Re: [PATCH 1/2] mm,vmscan: Kill global shrinker lock.

From: Michal Hocko
Date: Wed Nov 15 2017 - 04:19:25 EST


On Wed 15-11-17 09:56:25, Michal Hocko wrote:
> On Wed 15-11-17 09:56:02, Minchan Kim wrote:
> > On Tue, Nov 14, 2017 at 06:37:42AM +0900, Tetsuo Handa wrote:
> > > When shrinker_rwsem was introduced, it was assumed that
> > > register_shrinker()/unregister_shrinker() are really unlikely paths
> > > which are called during initialization and tear down. But nowadays,
> > > register_shrinker()/unregister_shrinker() might be called regularly.
> > > This patch prepares for allowing parallel registration/unregistration
> > > of shrinkers.
> > >
> > > Since do_shrink_slab() can reschedule, we cannot protect shrinker_list
> > > using one RCU section. But using atomic_inc()/atomic_dec() for each
> > > do_shrink_slab() call will not impact so much.
> > >
> > > This patch uses polling loop with short sleep for unregister_shrinker()
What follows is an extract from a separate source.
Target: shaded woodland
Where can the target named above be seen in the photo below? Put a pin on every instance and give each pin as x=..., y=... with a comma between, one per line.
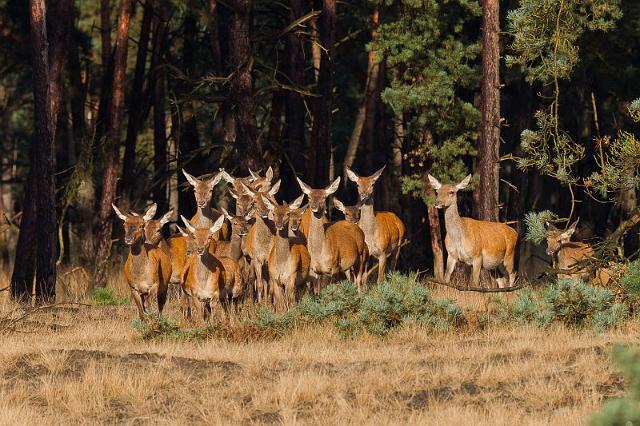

> > > rather than wait_on_atomic_t(), for we can save reader's cost (plain
> > > atomic_dec() compared to atomic_dec_and_test()), we can expect that
> > > do_shrink_slab() of unregistering shrinker likely returns shortly, and
> > > we can avoid khungtaskd warnings when do_shrink_slab() of unregistering
> > > shrinker unexpectedly took so long.
> > >
> > > Signed-off-by: Tetsuo Handa <penguin-kernel@xxxxxxxxxxxxxxxxxxx>
> >
> > Before reviewing this patch, can't we solve the problem with more
> > simple way? Like this.
> >
> > Shakeel, What do you think?
> >
> > diff --git a/mm/vmscan.c b/mm/vmscan.c
> > index 13d711dd8776..cbb624cb9baa 100644
> > --- a/mm/vmscan.c
> > +++ b/mm/vmscan.c
> > @@ -498,6 +498,14 @@ static unsigned long shrink_slab(gfp_t gfp_mask, int nid,
> > sc.nid = 0;
> >
> > freed += do_shrink_slab(&sc, shrinker, nr_scanned, nr_eligible);
> > + /*
> > + * bail out if someone want to register a new shrinker to prevent
> > + * long time stall by parallel ongoing shrinking.
> > + */
> > + if (rwsem_is_contended(&shrinker_rwsem)) {
> > + freed = 1;
> > + break;
> > + }
>
> So you want to do only partial slab shrinking if we have more contending
> direct reclaimers? This would just make a larger pressure on those on
> the list head rather than the tail. I do not think this is a good idea.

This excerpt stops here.